I am a giant squid. An exceptional giant squid, at that. Architeuthis Rex Mundi in the latin. True, I am of the phylum Mollusca, like your daring dart snail, but he is of the low class of Gastropoda (a "bellyfoot," twanging on his ill-tuned guitar), while I dwell in the loftier waters Cephalopda (a "headfoot," box-stepping and reducing quadratic equations in but a single step). A shared phylum hardly makes one close neighbors. In fact, my limbs shudder at the association. My skin ripples into unpleasant hues. Upon reflection, the human-monkey analogy was far too kind. Imagine instead we were walking down the street on our limbs, shoes firmly affixed, and whistling merry tunes with our blubbery facelips. We are in a park, where tall grasses blow in the wind breeze, and fruit dangles threateningly on their boughs. Many babies rock-a-bye high in the tree's tops, ignorant of their peril. I make a churlish reference to politics. You laugh and clutch my arm-limb with your tentacles. The day is warm and the lack of water pressure fails to cause our bodies to explode across the thoroughfare. The sun heats our skin without burning us too poorly. In short: It is pleasant. Then we pass a dog—a delicious breed perhaps, like a labrador. The dog defecates, turns and devours the defecation with glee, then fills out an absentee ballot, registering his vote for John MacCain of the Clan of MacCain. I turn to you and ask, "Seeing as you are of the class Mammalia—just like brother dog squatting a thither—explain: Why does that dog eat his own filth and throw his vote away?"

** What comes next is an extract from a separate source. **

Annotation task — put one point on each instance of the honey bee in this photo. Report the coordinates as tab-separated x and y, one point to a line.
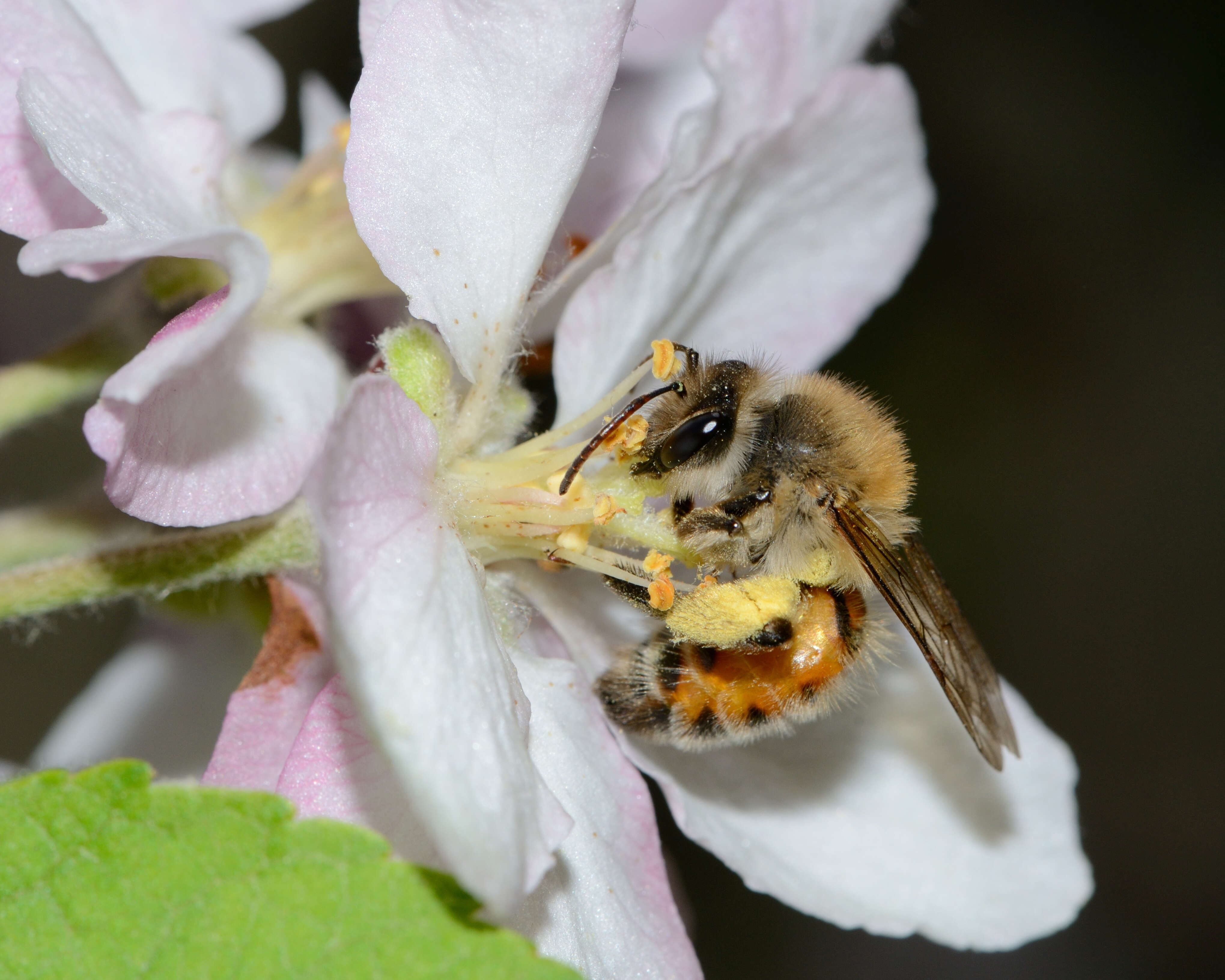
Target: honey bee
771	674
798	479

Snails are mollusks, true, but they never even boarded the evolutionary escalator that brainiacs such as we fought so hard to surmount. They took one look at their slime covered bodies, their rudimentary shells, their sensory eyestalks (or, rather, each eyestalk to one look at the other, simultaneously) and decided that they had quite enough of evolution and Darwin's wondrous retail extravaganza, and would instead while out the remainder of eternity slowly traversing a nutella crêpe discarded upon the linoleum Cartesian plane of the food court.

Snails are morons.

As for your entertaining picture, it does call out to my intellect. Thank you, Kristy, for passing it hence, for my detailed consideration.

I have formulated a sextet of hypotheses. We encourage you to gather snails and test these, or better still, hunt down the original photographed snail and interview it. Be patient. Snails enjoy rambling exegeses on the proper manner of shell construction, the various types of grasses that may be devoured and what each type of grass does to one's mucus, and how all birds are "assholes."

I see the future now, Kristy, and it is not pleasant, crowded as it is with smoking, cellphone-yammering, mystery demystifying mollusks, hopping from place to place with reckless abandon. It is a future in which, Mulderlike, we keep watching the skies at every moment, but not to catch the glimpse of visitors from the beyond, but simply to add a few seconds to our attempts to dodge the ever-strengthening deluge of slime from above. It is a brave and terrible age you usher in with your simple snap shot.